The apartment still smells like you. I can’t get rid of it. All of your clothes have been returned, your books donated, and your presence gone. But that smell, the smell of cologne, your “manly” teakwood candles, and laundry detergent. I’ve washed my sheets countless times, but it still lingers. Maybe it’s just in my mind.
I can’t seem to get your laugh out of my mind. I wake up from a dream of us laughing on the couch, and my stomach hurts like it was yesterday. Or your sick laugh when I told you I couldn’t do this anymore. That laugh quickly turned into both of us choking back tears and I prayed to God that I could forget that part. But no, I can’t, no matter how hard I try. I wake up from a nightmare with us in separate cold beds, wondering if this is my punishment for breaking your heart. I hope you know I broke mine, too.
We listened to the same radio station. It’s the only country station in this big fast paced city that both of us dreamed about getting out of. Sometimes I wonder if we’re listening to the same song, at the same time, on the same road going in opposite directions. That’s what we were, weren’t we? Going in opposite directions. I wish I could forget that part. I wish I could pretend that we lived in a world where love was enough. Love could fight all of our problems. Distance, timing, different dreams, and different cities. I wish I could forget how it felt when our hearts started wanting different things.
In my head, there we are again at our favorite coffee shop near the park. You’re telling me about the time you and your brother snuck out to go to a concert that your parents were at. You tell me about your past, knowing I am your future. I can’t seem to forget that I don’t know what my future is without you in it.

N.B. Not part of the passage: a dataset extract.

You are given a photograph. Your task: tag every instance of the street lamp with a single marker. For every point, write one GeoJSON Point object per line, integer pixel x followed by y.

I can’t seem to forget your smile that goes all the way up your sparkling green eyes.
I can’t seem to forget that time still flies. I feel like I am paralyzed without you.
I can’t seem to forget how you would dance with me in the middle of the kitchen.
I can’t seem to forget who I was with you, even if I am not her anymore.
But most of all, I don’t want to forget. I want all of it. The hurt, the heartache, the happiness, and the love. Because the pain of losing you could never compare to the pain of forgetting you.